Nothing I can say about self-care will be anything new to anyone reading this—including the idea that most self-care suggestions are for people who have a lot more free time than I do. We already know different maintenance teams are needed for damage in different regions. I need a two-hour bubble bath like I need a hole in the head—but making popcorn and spending a few dollars to rent a movie is a good way to patch the holes in my soul. Choose what works for you and ignore the generic self-care lists out there!
Other authors have written at length about this problem and going to them for support and encouragement worked for me when nothing else would have. Never Say You Can’t Survive, by Charlie Jane Anders was a favorite recent read, and I cannot recommend it enough both as food for the writerly soul and also crammed with practical ways to write through either personal or global disaster. On the other hand, The Organised Writer by Antony Johnston gave me the priceless gift of a non-prescriptive framework that helped implement all my existing half-baked plans to organize my writing, my process, and my time—it’s full of good ideas that can be picked out and used on their own.
Distraction doesn’t put the fires out.

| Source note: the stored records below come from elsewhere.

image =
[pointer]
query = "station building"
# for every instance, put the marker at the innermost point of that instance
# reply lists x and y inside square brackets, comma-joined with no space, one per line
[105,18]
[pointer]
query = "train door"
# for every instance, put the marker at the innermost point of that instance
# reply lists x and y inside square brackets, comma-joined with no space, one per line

But it is good for the ability to work and for morale; people who feel hopeful about surviving long enough to get one more treat are in better shape than people who can’t even hope for that.
Hope is the one thing. Then there’s all the other emotions…anger, frustration, and righteous lust for vengeance can be treated like radioactive waste and decanted into barrels to be stored in salt mines, absolutely. But they can also be reprocessed into fuel—ask any writer. For me, journaling is the first step of doing something with all that sloshing toxicity. The feelings aren’t gone, they’re just easier to manage when I put them on the page.
It’s the same with venting on social media. It’s good to let off steam, of course, but steam is what runs power plants. Your anger may be generating it, but you get to decide where the steam goes after it’s made. Maybe that can be into stories. Maybe that can be into action.
Everything’s on fire? Not ideal, but let’s burn it under something and put it to work.